When I first started making my living as a writer I LOVED it when people asked me what I did for a living. My response, "I'm a writer", would leap out of my mouth, sometimes even jumping in front of the question that prompted it. I was giddy, because it was the first time in my life that I felt suitably matched with my career. Having to say, "I'm a web producer but..." or "I kill dogs with surgical hammers, and I'm also..." didn't have the same stopping power as "I'm a writer, so now, bitch." I have friends who have told me they feel like phonies when their response to the "what do you do" question is "I'm a comedian" or "I'm an actress" or "I'm a prostitute" when their real wage-earning comes from being a waitress or a temp or an associate prostitute. I was like that, too, when I divided my career between something I hated/didn't identify with at all and writing. Ever since I began earning my money exclusively as a writer I was happy to answer the question.

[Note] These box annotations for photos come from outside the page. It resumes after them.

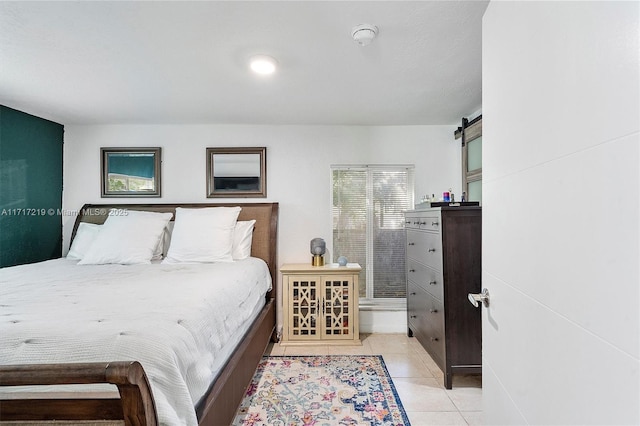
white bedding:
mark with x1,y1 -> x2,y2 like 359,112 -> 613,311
0,258 -> 271,425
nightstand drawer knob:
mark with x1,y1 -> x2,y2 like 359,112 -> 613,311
467,288 -> 489,308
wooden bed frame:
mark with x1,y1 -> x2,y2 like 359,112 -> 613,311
0,203 -> 278,426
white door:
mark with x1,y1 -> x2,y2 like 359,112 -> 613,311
480,1 -> 640,425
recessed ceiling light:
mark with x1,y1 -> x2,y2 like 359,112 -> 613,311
250,55 -> 278,75
351,24 -> 378,46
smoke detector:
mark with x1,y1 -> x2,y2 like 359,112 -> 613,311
351,24 -> 378,46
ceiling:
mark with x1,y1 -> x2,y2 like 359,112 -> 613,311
0,1 -> 488,125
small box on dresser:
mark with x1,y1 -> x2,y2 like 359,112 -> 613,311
280,263 -> 362,345
405,207 -> 482,389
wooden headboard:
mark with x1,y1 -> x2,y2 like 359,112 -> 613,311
71,203 -> 278,292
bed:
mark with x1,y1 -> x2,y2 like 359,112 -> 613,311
0,203 -> 278,425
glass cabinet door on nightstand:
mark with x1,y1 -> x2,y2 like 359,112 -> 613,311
288,276 -> 321,340
322,277 -> 353,339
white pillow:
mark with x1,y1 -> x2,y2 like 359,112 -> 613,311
162,207 -> 241,263
231,220 -> 256,260
67,222 -> 102,259
78,210 -> 172,265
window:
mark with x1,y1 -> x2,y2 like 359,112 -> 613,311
461,116 -> 482,203
331,166 -> 413,307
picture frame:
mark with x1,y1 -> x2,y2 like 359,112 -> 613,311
100,147 -> 162,198
207,147 -> 267,198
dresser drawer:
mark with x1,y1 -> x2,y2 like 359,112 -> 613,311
404,213 -> 440,231
423,294 -> 445,360
407,282 -> 429,334
407,259 -> 443,300
407,230 -> 442,271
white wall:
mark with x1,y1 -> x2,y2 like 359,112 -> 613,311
63,125 -> 461,332
482,2 -> 640,425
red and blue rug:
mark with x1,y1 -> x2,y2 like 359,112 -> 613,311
233,355 -> 409,426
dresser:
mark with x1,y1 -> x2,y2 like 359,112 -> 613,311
280,263 -> 361,345
405,207 -> 482,389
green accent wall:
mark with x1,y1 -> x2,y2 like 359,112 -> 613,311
0,105 -> 64,267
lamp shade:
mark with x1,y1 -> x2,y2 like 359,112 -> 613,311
310,238 -> 327,255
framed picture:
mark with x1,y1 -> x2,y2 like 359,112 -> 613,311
100,148 -> 161,198
207,147 -> 267,198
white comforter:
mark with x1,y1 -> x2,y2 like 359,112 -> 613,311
0,258 -> 271,426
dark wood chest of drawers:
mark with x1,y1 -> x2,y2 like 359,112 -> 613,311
405,207 -> 482,389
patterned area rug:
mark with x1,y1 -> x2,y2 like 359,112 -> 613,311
233,355 -> 409,426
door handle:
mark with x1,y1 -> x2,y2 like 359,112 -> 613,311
467,288 -> 489,308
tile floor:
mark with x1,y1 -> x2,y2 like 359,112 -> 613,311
267,334 -> 482,426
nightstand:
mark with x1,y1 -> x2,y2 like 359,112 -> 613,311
280,263 -> 362,345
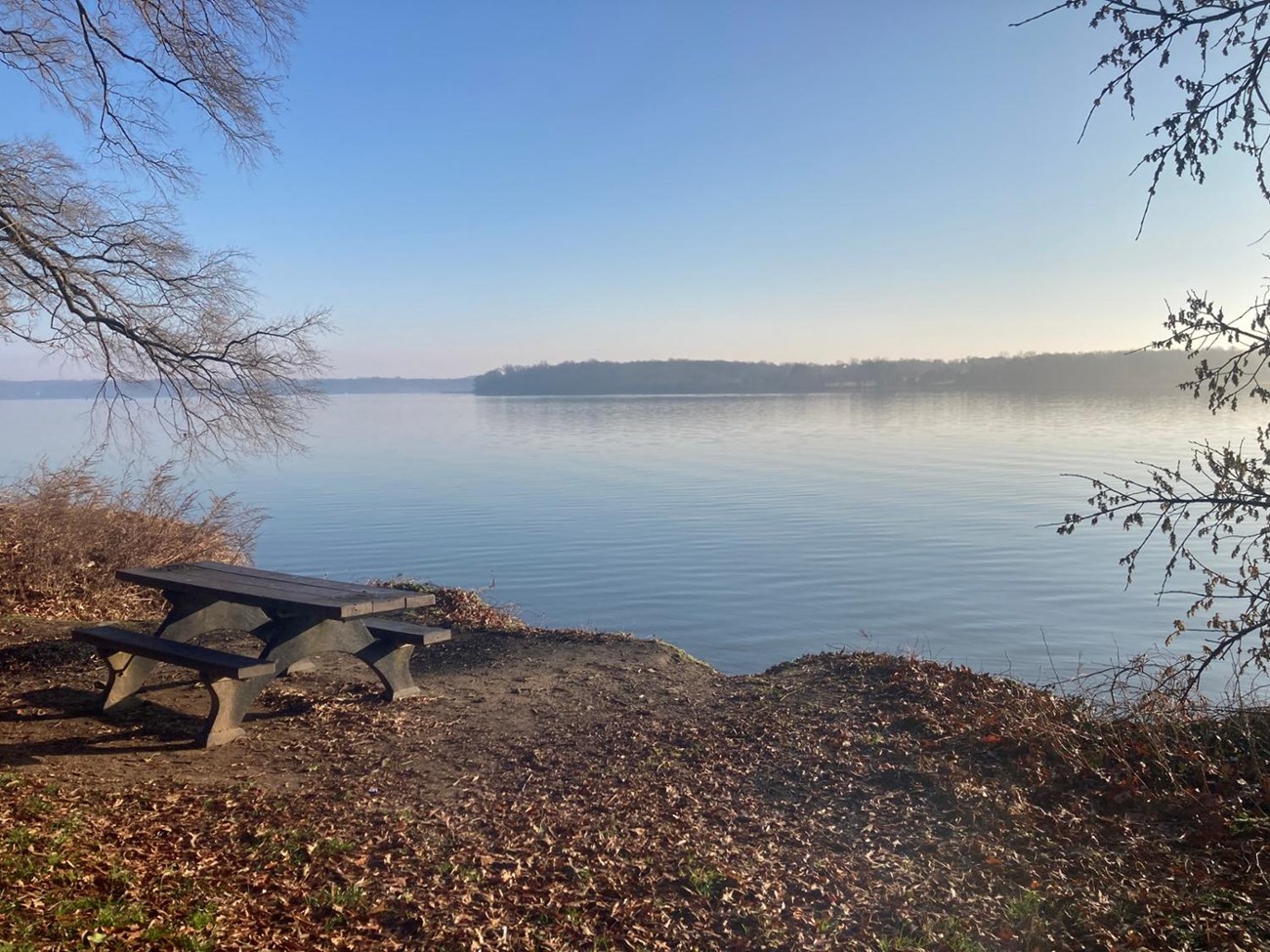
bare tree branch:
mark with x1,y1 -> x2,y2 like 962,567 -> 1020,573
0,0 -> 327,454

However, soon I discovered a snag: I felt like an asshole. Actually, allow me to shift the blame. I was made to feel like an asshole. And why? Because NO ONE believes you when you say you're a writer and leave it at that. If you say "I cut meat up for old people", everyone is satisfied with the answer. However, when you tell someone you're a writer there's always a follow-up question. Something like, "OK, but how do you make money? You suck dick, right? You can tell me - I'm your grandfather." Either that or "well, what do you write?", which is another way of saying, "do you think you're better than me because you learned how to write?" It's exhausting. I seriously think people believe I'm lording it over them, as if I just told them I was a zillionaire.
So, to defuse this inevitable discomfort, when people ask me what I write, I just tell them I write coupons. Only coupons. 15 cents off? That was mine. It's competitive, though, and fiercely so. You get to live off the success of your "15 cents off" line for a little while, until someone younger, more ambitious, and better looking comes up with "16 cents off." But I have something else up my sleeve - an un-trumpable card waiting for the right moment: "Eleventy cents off." Yes, I am a writer. Yes I am.